Dagli inizi degli anni ’60, con l’introduzione di nuove macchine che effettuano con velocità e precisione lavorazioni fino ad allora eseguite interamente a mano, l’attività degli artigiani del mobile raggiunge notevoli livelli di sviluppo. L’area che vede la maggiore concentrazione di imprese, numerose anche se ancora a struttura familiare, è quella che si estende nella fascia meridionale della provincia di Verona, verso i confini con Mantova, Rovigo, Padova e Vicenza, comprendendo i comuni di Bovolone, Casaleone, Cerea, Concamarise, Gazzo, Isola della Scala, Isola Rizza, Legnago, Nogara, Oppeano, Salizzole, Sanguinetto e San Pietro di Morubio. In quest’area, nota come “Bassa Veronese” si colloca il 90% delle imprese del mobile di tutta la provincia; in particolare, nel triangolo che unisce Verona a Nogara e Cerea, si registra la più alta produzione nazionale del mobile in stile, cioè di quel tipo di arredo, costruito con tecnologie attuali, che rispecchia forme tipiche di altre epoche. Questo tipo di mobile, fedele alla tradizione, esprime valori di solidità, di equilibrio, di durata, di benessere, incontrando in modo stabile il favore di una vasta fascia di utenti. L’incremento della popolazione, unito ad una tecnologia sempre più evoluta, favoriscono un graduale processo di decentramento produttivo.
Molti laboratori si specializzano nella produzione di singoli pezzi, poi rifiniti, assemblati e distribuiti in tutto il mondo da aziende con una più forte presenza sul mercato. Viene così attuato uno schema di produzione molto efficiente, nel quale ciascun laboratorio artigianale opera come un reparto di una grande azienda, ma con la vitalità e le motivazioni di una impresa autonoma. Questo sistema consente ai produttori veronesi di presentarsi al pubblico con un ampio assortimento di modelli a catalogo e di soddisfare in tempi brevissimi richieste di singoli mobili come di arredi completi.

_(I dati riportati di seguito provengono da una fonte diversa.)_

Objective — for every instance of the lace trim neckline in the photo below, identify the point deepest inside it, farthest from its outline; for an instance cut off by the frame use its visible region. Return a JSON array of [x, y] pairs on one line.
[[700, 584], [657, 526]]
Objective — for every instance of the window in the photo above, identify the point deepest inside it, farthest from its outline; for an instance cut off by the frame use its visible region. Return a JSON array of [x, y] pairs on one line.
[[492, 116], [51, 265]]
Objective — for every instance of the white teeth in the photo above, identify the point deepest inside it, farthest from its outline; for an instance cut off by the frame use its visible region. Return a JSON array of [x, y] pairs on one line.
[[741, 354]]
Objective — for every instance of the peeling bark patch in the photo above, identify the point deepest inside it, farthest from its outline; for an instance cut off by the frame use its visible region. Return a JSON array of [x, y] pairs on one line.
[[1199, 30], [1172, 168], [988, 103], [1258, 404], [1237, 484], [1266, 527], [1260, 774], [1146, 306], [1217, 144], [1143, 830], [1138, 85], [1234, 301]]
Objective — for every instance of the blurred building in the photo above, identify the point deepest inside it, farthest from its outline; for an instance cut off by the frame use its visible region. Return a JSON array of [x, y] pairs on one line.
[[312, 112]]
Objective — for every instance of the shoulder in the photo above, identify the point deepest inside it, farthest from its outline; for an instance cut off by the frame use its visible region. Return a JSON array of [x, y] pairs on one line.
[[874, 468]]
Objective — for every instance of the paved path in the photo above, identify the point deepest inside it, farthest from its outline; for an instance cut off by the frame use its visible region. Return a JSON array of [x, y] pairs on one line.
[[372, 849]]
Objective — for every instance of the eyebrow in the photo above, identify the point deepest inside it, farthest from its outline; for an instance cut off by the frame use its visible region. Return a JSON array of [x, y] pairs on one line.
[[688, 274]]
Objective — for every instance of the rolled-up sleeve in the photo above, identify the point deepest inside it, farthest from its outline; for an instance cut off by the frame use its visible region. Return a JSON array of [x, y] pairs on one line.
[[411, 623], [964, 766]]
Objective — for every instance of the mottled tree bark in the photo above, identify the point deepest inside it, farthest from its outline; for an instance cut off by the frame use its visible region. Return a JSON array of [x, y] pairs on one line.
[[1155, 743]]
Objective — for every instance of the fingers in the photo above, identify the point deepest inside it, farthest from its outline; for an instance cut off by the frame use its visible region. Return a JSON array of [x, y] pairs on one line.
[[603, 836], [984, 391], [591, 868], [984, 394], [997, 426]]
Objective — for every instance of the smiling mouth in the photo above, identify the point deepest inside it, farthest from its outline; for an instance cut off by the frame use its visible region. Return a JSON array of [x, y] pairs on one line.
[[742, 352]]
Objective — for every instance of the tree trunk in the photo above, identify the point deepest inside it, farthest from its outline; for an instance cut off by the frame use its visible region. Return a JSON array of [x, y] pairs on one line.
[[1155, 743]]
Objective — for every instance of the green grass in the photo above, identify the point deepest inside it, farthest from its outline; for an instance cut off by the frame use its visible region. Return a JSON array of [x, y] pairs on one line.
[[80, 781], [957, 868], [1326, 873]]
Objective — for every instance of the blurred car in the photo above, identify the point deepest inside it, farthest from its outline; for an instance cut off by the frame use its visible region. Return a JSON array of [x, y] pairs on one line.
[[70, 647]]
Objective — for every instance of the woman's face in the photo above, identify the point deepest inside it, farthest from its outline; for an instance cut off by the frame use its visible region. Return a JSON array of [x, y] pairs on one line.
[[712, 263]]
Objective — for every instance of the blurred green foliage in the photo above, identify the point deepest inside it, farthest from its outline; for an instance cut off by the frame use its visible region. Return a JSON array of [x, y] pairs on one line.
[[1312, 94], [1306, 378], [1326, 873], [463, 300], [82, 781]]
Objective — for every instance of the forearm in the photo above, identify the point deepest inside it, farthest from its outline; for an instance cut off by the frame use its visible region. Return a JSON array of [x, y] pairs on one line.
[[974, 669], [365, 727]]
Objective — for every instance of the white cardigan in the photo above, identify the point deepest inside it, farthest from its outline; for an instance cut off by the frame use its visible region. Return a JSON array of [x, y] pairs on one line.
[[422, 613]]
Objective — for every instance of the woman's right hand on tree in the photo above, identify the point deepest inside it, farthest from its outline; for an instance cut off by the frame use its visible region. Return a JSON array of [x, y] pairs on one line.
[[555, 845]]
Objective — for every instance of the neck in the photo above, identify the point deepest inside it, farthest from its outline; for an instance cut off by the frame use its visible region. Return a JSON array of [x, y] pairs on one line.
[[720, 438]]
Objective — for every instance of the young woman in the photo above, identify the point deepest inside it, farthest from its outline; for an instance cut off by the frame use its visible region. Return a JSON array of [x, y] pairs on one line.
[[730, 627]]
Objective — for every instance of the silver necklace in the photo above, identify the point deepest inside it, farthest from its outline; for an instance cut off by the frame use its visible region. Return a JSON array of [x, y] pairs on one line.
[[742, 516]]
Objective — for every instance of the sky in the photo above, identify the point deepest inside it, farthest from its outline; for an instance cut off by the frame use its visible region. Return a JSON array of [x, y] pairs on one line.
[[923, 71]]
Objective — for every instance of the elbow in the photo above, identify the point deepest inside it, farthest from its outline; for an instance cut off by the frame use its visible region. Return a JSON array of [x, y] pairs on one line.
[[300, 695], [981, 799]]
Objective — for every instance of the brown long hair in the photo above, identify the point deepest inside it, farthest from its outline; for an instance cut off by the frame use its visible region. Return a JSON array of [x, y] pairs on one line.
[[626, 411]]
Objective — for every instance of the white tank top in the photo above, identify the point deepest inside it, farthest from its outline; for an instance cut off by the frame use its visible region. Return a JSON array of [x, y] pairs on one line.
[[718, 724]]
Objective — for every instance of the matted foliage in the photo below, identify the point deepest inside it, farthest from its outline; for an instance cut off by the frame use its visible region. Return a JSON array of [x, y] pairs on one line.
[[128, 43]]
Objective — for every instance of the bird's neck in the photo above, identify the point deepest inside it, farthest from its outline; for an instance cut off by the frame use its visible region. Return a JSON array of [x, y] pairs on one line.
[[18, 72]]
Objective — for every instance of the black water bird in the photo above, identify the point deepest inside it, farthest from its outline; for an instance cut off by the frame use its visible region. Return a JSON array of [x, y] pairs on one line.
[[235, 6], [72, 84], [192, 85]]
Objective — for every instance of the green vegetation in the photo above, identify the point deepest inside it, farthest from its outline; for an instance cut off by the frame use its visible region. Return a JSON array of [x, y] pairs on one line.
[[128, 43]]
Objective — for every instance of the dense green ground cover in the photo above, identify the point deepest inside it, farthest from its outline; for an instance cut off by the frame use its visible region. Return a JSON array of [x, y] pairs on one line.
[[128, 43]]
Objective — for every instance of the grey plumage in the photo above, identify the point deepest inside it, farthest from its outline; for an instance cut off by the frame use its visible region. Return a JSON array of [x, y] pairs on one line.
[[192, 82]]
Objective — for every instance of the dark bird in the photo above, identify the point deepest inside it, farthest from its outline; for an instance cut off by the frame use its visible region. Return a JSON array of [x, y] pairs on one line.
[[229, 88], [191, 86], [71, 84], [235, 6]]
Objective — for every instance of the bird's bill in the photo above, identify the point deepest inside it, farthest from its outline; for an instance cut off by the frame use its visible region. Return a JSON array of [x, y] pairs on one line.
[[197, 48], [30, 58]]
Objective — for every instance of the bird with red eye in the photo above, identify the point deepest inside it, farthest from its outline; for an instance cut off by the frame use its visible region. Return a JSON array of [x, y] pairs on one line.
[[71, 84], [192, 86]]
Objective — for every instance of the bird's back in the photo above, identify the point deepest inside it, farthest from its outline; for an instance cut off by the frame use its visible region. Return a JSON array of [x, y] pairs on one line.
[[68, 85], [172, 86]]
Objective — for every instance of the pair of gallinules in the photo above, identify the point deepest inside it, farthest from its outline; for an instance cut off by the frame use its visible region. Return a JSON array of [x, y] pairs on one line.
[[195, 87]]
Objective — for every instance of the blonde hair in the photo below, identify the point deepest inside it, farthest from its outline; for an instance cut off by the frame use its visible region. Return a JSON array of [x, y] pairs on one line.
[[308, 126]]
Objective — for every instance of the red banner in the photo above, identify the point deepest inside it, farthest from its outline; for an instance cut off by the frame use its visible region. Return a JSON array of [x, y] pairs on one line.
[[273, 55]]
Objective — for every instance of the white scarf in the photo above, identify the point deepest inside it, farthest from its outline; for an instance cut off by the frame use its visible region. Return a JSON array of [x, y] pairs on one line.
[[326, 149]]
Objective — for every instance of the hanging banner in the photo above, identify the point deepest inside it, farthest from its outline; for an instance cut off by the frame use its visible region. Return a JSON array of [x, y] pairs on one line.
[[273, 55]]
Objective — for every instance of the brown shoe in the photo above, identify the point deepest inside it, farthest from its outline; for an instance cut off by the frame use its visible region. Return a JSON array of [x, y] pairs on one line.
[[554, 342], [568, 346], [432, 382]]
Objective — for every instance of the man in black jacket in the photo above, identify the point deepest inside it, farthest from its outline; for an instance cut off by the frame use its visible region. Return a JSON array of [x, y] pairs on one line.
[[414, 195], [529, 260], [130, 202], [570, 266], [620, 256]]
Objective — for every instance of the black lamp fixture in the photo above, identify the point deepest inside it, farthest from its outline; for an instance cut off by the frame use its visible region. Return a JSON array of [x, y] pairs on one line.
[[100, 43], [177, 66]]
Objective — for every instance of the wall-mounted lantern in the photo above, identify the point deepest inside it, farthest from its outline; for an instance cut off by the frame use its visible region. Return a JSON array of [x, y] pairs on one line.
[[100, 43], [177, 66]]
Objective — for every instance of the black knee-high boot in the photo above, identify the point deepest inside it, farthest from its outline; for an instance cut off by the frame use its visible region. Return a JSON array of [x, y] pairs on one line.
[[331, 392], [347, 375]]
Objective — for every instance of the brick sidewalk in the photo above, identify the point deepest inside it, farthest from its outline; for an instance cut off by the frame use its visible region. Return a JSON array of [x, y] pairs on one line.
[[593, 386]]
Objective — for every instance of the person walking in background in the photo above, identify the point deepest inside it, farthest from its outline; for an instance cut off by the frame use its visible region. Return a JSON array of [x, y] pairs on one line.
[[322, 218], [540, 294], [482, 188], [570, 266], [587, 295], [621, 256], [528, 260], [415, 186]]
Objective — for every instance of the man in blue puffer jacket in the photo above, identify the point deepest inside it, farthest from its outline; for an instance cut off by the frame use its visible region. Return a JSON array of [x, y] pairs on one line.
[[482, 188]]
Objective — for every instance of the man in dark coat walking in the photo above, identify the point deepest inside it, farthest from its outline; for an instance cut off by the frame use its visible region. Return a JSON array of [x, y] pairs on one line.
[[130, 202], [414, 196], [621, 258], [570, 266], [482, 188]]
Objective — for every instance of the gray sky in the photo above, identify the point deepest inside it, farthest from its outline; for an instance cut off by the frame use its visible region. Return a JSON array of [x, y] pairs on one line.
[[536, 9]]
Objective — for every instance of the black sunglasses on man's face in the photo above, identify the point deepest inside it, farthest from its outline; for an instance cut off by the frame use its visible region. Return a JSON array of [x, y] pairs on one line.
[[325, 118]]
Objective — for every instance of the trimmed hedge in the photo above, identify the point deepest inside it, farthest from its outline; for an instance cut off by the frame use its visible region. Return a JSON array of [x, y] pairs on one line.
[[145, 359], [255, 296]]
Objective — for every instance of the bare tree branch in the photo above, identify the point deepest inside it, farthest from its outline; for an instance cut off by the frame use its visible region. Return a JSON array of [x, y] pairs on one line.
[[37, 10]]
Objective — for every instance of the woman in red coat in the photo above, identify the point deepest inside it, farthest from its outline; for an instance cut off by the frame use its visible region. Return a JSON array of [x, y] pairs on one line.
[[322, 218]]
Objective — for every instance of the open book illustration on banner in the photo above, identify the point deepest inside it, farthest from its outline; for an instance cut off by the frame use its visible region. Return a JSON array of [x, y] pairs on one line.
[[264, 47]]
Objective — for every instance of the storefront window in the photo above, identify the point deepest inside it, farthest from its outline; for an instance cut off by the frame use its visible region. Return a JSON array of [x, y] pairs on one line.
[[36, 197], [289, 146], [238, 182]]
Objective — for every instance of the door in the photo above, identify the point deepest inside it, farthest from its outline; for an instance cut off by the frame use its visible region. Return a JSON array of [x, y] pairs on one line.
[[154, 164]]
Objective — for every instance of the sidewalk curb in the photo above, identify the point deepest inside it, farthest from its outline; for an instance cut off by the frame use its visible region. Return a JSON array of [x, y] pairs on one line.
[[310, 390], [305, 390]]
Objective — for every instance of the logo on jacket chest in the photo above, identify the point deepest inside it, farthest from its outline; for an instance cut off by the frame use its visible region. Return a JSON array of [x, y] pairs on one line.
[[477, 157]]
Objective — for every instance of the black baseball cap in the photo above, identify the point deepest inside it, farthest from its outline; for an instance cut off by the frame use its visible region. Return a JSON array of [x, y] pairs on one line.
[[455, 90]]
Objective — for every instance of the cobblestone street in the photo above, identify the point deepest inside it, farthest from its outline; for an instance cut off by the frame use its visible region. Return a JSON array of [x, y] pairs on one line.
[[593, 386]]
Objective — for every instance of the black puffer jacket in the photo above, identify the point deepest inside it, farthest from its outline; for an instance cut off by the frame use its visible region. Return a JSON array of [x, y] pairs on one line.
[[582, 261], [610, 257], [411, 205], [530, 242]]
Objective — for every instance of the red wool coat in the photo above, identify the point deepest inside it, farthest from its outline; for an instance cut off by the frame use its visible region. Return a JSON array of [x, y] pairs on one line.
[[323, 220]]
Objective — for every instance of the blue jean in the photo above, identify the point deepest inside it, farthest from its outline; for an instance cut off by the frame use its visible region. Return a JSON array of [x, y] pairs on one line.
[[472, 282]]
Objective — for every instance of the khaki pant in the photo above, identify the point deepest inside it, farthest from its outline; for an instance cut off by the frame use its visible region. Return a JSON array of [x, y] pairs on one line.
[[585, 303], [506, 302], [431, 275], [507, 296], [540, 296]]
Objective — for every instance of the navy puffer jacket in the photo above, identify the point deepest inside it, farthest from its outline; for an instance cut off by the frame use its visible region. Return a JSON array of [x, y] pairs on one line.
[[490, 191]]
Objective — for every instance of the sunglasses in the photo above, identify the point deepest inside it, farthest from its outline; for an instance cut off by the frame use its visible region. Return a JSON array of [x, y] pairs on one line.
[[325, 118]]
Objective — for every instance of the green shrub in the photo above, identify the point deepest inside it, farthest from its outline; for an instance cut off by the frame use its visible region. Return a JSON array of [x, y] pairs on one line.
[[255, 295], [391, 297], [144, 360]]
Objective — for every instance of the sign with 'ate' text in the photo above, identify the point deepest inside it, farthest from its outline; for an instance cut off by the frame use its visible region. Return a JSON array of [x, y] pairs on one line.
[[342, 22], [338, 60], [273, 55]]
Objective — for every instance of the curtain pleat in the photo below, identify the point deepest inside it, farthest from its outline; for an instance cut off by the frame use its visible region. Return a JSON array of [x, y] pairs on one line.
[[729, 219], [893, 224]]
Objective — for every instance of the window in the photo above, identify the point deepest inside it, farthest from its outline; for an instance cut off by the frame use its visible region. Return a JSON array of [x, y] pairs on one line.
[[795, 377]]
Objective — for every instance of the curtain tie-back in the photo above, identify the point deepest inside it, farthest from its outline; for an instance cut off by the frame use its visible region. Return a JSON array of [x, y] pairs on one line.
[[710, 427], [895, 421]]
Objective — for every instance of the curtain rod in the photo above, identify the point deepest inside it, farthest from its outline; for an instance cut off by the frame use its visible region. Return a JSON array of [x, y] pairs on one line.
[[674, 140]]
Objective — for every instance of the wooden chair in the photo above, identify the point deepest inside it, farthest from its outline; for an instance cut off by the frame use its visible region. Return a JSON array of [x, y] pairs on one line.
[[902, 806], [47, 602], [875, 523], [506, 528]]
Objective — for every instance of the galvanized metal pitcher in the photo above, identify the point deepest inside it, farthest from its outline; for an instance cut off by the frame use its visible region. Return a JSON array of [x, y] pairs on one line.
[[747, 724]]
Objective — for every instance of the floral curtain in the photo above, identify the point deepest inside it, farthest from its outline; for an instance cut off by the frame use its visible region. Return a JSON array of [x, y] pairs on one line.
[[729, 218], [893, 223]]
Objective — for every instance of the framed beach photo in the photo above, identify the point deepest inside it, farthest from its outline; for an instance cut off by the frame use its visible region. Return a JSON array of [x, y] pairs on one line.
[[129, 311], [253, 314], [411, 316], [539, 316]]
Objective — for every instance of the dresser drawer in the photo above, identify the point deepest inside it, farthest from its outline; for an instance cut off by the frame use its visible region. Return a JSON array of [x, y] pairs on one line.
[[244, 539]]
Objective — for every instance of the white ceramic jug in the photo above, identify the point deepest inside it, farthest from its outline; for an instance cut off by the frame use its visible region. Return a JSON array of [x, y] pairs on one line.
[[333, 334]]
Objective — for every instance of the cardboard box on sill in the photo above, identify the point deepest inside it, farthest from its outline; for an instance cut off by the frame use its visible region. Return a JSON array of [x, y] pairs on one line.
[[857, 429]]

Il decentramento della produzione ha favorito uno sviluppo notevole di know-how all’interno di molte imprese specializzate, che dedicandosi esclusivamente ad un settore di produzione o di lavorazione, riescono ad innovarsi con un’agilità difficilmente riscontrabile all’interno delle grandi imprese.
La produzione del mobile nella Provincia è diventata elemento trainante anche di una fitta serie di attività collaterali artigianali (tappezzerie, imbottiture, tendaggi, giunco, pelle, ottone, vetri, specchi) e industriali (elementi per l’illuminazione, macchine per la lavorazione del legno, vernici, plastiche, materiali composti). Tuttora, il tipo di mobile maggiormente prodotto è quello in stile, che occupa più della metà delle imprese dell’area veronese. Delle restanti unità, il 10% si dedica alla realizzazione di mobili moderni, in particolare di cucine componibili, ed il 40% circa fornisce componenti e fasi intermedie di lavorazione alle imprese maggiori. In totale, le unità produttive del settore sono circa 2200 che impiegano più di 8000 addetti.
Gli scambi sono stimolati dalle manifestazioni annuali di settore, organizzate dall’Ente Fiere, che fanno convergere a Verona operatori da tutto il mondo. Gli industriali e gli artigiani veronesi sono assisiti dalla Camera di commercio, che organizza partecipazioni anche collettive a fiere internazionali, coordina missioni commerciali all’estero, predispone contatti con operatori stranieri, e valorizza nel mondo la qualità e l’immagine del mobile veronese.